Ankara bürokratlarının siyasetçilere bakarak söylemleri ve sunumları ile haklı olarak takdir bekledikleri bir özet var; “kredi büyümesini becerdik”. Özellikle de Kredi Garanti Fonu’na (KGF) sağlanan Hazine kefaletinin 250 milyar TL’ye çıkarılması ile bankaları ve şirketleri içine çeken bir pencere açılmıştı.
Sadece Mart-Mayıs arasında kayda değer bir kredi patlaması oldu; 17 Mart-19 Mayıs arası 10 haftada TL kredilerde 90 milyar TL’ye yakın bir artış oldu. Bir bankacının deyişi ile “Böyle çeviklik görülmemişti; KOBİ’lerin düştüğü aşırı zor durumda, 250 milyarlık program onaylandı”. Doğruydu; mevcut koşullarda çoğu KOBİ batacaktı, sadece bu programla zaman satın alınmış oldu.
Ama arkasından, verilerle de ortaya çıktı ki bu TL kredi büyümesi kadar TL mevduat büyümesi
olamadı. Vadeli TL mevduat aynı dönemde kredi artışının dörtte biri kadar arttı. Tersinden bakanlar için; kredi büyümesi ile artan mevduatın döviz mevduat artışını beslediği görüldü. Yani ‘battaniyeyi’ çekince bu defa ‘ayaklar’ açıkta kalmıştı. TL kredilerin TL mevduatlara oranı rekor seviyede yüzde 140’ı aştı. İşte bu ortamda şu tartışılıyordu; bankaların kredi verecek kaynakları kalmadı, bundan sonrası zorlu olacak.
Hazine kefaleti ile bir ivme sağlandı ama şapkadan sürekli ‘tavşan’ çıkarılması gerekiyor. Kredi büyümesini sağladınız; şimdi kaynak yetmezliğine çözüm bulunması gerekiyor.

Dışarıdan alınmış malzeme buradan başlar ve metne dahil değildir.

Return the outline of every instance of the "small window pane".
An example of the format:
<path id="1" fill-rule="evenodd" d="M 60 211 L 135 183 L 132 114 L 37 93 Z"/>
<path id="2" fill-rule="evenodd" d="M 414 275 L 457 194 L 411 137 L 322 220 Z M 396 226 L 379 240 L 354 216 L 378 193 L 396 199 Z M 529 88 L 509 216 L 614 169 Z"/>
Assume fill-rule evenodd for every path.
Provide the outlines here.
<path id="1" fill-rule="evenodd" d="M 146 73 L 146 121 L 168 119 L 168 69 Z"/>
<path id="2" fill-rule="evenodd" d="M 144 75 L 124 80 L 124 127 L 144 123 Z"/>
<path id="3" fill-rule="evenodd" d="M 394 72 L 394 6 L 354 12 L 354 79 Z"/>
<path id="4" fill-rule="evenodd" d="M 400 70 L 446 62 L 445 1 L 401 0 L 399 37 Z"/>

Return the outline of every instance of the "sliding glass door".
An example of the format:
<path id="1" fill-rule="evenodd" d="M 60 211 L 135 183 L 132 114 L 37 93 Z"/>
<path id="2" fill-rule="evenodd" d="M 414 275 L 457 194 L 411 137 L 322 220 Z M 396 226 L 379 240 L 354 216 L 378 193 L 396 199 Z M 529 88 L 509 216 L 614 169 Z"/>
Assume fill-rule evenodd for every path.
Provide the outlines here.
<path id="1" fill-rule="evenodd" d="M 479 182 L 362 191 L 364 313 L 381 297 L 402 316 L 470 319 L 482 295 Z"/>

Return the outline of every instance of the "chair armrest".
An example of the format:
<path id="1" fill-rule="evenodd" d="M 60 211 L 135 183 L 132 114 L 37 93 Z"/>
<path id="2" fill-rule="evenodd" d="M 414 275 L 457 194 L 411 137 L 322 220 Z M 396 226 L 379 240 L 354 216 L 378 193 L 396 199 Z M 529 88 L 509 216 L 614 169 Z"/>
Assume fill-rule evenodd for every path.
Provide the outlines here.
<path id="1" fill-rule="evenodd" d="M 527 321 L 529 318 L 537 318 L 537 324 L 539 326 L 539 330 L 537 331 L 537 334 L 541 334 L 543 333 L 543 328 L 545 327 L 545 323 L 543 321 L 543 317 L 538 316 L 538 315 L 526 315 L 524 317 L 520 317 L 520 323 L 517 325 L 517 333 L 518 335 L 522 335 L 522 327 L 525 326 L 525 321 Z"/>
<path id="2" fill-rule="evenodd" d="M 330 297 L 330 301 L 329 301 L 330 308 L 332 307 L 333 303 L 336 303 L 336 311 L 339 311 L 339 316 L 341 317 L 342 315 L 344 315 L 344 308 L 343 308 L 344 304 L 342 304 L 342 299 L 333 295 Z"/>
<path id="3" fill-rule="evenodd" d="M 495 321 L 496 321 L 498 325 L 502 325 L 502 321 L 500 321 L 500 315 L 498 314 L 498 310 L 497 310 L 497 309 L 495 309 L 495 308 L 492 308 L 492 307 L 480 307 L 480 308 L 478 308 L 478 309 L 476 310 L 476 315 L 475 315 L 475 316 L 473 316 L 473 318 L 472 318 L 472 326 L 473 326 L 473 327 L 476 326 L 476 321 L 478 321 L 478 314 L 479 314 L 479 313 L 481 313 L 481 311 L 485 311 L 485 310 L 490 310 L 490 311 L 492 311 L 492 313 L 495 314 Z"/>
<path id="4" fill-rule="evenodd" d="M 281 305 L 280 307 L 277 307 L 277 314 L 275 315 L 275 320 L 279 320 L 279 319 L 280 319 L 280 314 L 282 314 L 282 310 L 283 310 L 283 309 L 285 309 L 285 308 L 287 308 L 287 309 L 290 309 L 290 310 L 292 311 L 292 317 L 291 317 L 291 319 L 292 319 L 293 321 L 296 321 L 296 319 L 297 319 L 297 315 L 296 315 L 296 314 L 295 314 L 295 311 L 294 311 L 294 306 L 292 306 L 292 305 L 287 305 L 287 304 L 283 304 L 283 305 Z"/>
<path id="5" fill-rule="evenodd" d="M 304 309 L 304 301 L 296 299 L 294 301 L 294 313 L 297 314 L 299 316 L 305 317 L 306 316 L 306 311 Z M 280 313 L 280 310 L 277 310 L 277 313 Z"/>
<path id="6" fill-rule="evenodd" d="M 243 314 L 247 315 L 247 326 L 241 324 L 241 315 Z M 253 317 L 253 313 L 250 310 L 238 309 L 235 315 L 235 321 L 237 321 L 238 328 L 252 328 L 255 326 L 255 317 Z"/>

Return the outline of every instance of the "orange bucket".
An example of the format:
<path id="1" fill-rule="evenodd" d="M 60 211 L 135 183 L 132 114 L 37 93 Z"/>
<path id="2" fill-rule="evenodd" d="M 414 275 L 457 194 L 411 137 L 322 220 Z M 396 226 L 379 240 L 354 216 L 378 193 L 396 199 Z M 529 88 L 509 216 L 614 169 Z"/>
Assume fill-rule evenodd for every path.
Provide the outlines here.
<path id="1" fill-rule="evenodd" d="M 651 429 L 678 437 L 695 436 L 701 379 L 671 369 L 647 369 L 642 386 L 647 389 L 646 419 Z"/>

Merkez Bankası dün açıkladığı Finansal İstikrar Raporu’nda genelde ‘Alice harikalar diyarında’ kıvamında bir içerik sunuyor. Özellikle “mevduat büyümesi yok, dış kaynak da yeterince gelmiyor” kaygılarını yatıştırmak için “mevduat + diğer kaynaklar” hesabı yapmayı öneriyor. Banka özetle, kredi/mevduat oranında; mevduat dışında öz kaynak, uzun vadeli kaynaklar, sermaye benzeri borçları da eklemek gerekir diyor. Buna göre; kredi/mevduat ve diğer istikrarlı kaynakların oranının 2017 Mart ayı itibarıyla yüzde 82 seviyesinde olduğu not edilmiş. Ancak bunun geçmişi anlattığı, ‘dikiz aynasına bakarak’ yapılan bir analiz olduğu da açık. Bankanın yaptığı da, ‘banka bilançolarından korkmayın’ demek. Sorunu çözmüyor; o da, bugünden itibaren gelecekte, bankalar ilave krediler için ilave TL kaynağı nasıl sağlayacak?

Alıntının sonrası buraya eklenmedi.